Database Extraction Algorithm: Building a function to retrieve complete user data through API queries

John_Clever · June 9, 2025, 10:15am

I’m working on a coding challenge that involves extracting a full username database using limited API calls. The scenario is about an autocomplete feature that returns only the first 5 usernames starting with a given prefix, sorted alphabetically.

The Problem:
I need to implement a retrieve_all function that can dump the entire user database by strategically calling a search API function. The API has these constraints:

Returns maximum 5 results per call
Results are alphabetically sorted
Only shows usernames that begin with the given prefix
All usernames contain only lowercase letters a-z

Sample API behavior:

def retrieve_all(search):
    """Takes a search API function and returns complete sorted list of all usernames.
    
    Example API usage:
    search("c") #=> ["carlos", "catherine", "charlie", "chris", "claire"]
    search("ca") #=> ["carlos", "catherine"]
    """
    # IMPLEMENTATION NEEDED
    return [...]

def test_function():
    usernames = ["carlos", "catherine", "charlie", "chris", "claire", "david",
                "diana", "frank", "george", "helen", "isabel", "jack",
                "karen", "lucas", "maria", "nicole"]
    
    search = lambda prefix: [u for u in usernames if u.startswith(prefix)][:5]
    assert retrieve_all(search) == usernames

test_function()

My Current Approach:

def extract_usernames(results, prefix, start_idx, max_depth):
    if len(prefix) == max_depth:
        return list(set(results))
    
    for idx in range(start_idx, 26):
        current_prefix = prefix + letters[idx]
        api_response = search(current_prefix)
        results += api_response
        unique_results = list(set(results))
        unique_results.sort()
        if unique_results == usernames:
            return unique_results
        extract_usernames(results, current_prefix, idx, max_depth)
    
    return list(set(results))

letters = ["a", "b", "c", "d", "e", "f", "g", "h", "i", "j", "k", "l", "m", 
          "n", "o", "p", "q", "r", "s", "t", "u", "v", "w", "x", "y", "z"]

The Issue:
My recursive solution works but makes way too many API calls. I think there should be a smarter way to use the alphabetical ordering to minimize queries. Can someone explain an efficient approach with detailed reasoning rather than just code? I want to understand the logic behind optimizing this type of problem.

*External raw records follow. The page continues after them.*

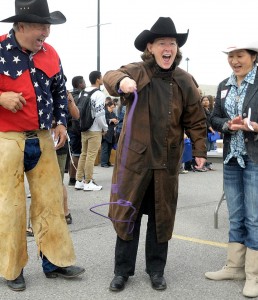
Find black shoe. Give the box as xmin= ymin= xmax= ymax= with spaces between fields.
xmin=150 ymin=273 xmax=167 ymax=290
xmin=109 ymin=276 xmax=128 ymax=292
xmin=65 ymin=213 xmax=73 ymax=225
xmin=68 ymin=177 xmax=76 ymax=186
xmin=7 ymin=272 xmax=26 ymax=292
xmin=45 ymin=266 xmax=85 ymax=279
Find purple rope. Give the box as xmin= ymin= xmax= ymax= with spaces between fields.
xmin=90 ymin=89 xmax=138 ymax=234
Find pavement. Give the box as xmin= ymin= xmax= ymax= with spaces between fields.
xmin=0 ymin=163 xmax=254 ymax=300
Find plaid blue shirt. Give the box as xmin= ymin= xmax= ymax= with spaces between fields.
xmin=224 ymin=65 xmax=257 ymax=168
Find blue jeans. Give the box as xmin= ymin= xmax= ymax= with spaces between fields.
xmin=224 ymin=156 xmax=258 ymax=250
xmin=24 ymin=138 xmax=58 ymax=273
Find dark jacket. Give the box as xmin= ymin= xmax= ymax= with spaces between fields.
xmin=103 ymin=62 xmax=206 ymax=243
xmin=103 ymin=108 xmax=117 ymax=144
xmin=211 ymin=71 xmax=258 ymax=163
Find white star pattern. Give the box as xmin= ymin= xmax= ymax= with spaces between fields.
xmin=0 ymin=30 xmax=67 ymax=129
xmin=6 ymin=43 xmax=13 ymax=50
xmin=13 ymin=56 xmax=21 ymax=64
xmin=0 ymin=57 xmax=6 ymax=64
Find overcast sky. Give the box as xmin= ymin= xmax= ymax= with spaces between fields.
xmin=0 ymin=0 xmax=258 ymax=88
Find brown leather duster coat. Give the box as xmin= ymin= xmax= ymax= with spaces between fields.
xmin=103 ymin=62 xmax=206 ymax=243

RunningRiver · June 18, 2025, 5:35am

The key insight here is using a queue-based approach where you only drill down when the API returns exactly 5 results, indicating there might be more usernames with that prefix. Start by calling search(“”) to get the first 5 usernames alphabetically. For each result, if the API returned exactly 5 items, there could be more usernames between the current one and the next, so you need to search deeper using prefixes. I implemented this by maintaining a work queue with prefixes to explore. When search(prefix) returns fewer than 5 results, you know you’ve found all usernames with that prefix. The tricky part is handling the boundary cases - you need to generate the next possible prefix correctly to avoid missing usernames. For example, if you get 5 results starting with “ca”, you need to explore “caa”, “cab”, etc. until you find the gap. This approach typically reduces API calls from hundreds to dozens because you’re only exploring paths that actually contain data rather than exhaustively trying every possible prefix combination.